How Long Before You See Results
Hormonal changes begin quickly. Blood levels of free testosterone shift within five days of twice-daily tea consumption. However, the physical effects people care about most, particularly reduced unwanted hair growth, take much longer. Hair has its own growth cycle, and even with lower testosterone driving new growth, existing hairs need time to shed naturally. Researchers behind the 30-day trial noted that a much longer study would be needed to see visible changes in hirsutism, and the three-month capsule trial was the first to show meaningful reductions in hair scoring.
If you’re using spearmint for hormonal hair concerns, expect to commit to at least two to three months of consistent daily intake before gauging whether it’s working for you.
Safety Considerations
At the doses used in clinical trials (two cups of tea per day for up to 30 days), no adverse effects were reported in women. The safety picture gets murkier at higher doses and longer durations. Animal studies using concentrated spearmint extract have found tissue changes in the kidneys, liver, and uterus, and rare cases of contact allergic reactions to spearmint leaves have been documented.

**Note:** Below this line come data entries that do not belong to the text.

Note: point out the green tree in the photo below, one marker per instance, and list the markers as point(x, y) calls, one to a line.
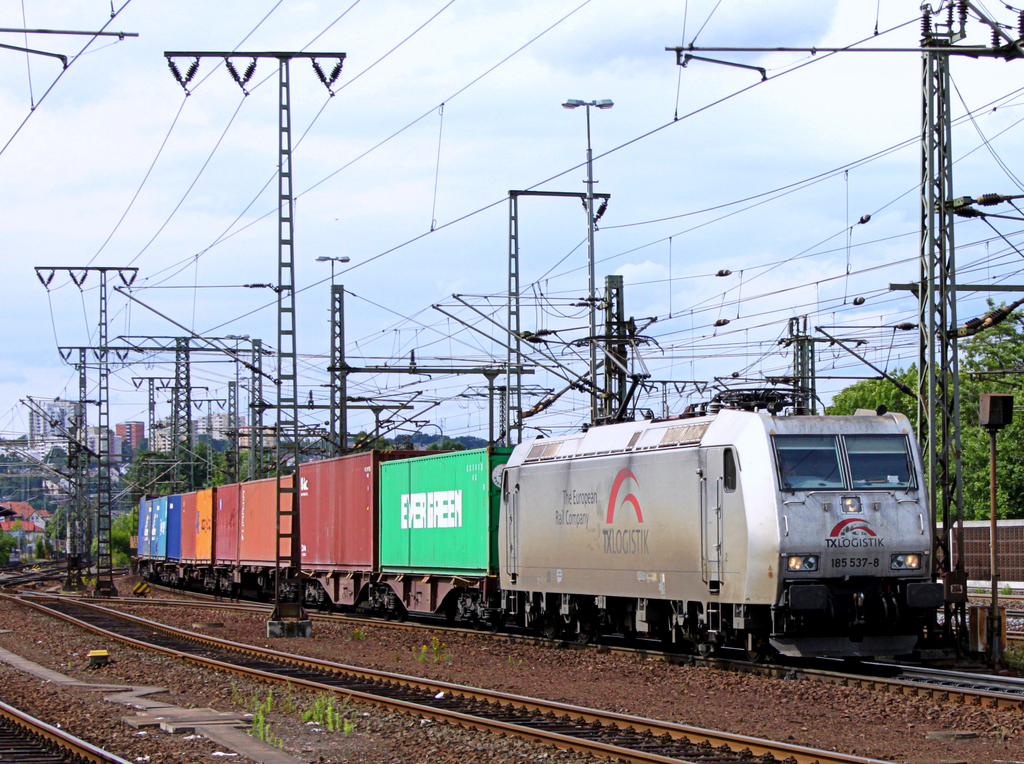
point(446, 444)
point(7, 543)
point(151, 473)
point(990, 362)
point(870, 393)
point(982, 358)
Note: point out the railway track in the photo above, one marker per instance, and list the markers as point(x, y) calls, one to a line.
point(25, 738)
point(982, 690)
point(601, 733)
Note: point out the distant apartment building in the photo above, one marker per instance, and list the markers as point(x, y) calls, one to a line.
point(131, 434)
point(216, 425)
point(51, 422)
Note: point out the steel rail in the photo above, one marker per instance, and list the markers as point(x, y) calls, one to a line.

The biggest practical concern is for men or for anyone consuming very high amounts. The anti-androgenic properties that make spearmint appealing for women with PCOS are the same properties that could, in theory, cause unwanted hormonal suppression in people who don’t want lower testosterone. High-dose, long-term use without monitoring is where the risk appears to concentrate based on available animal data.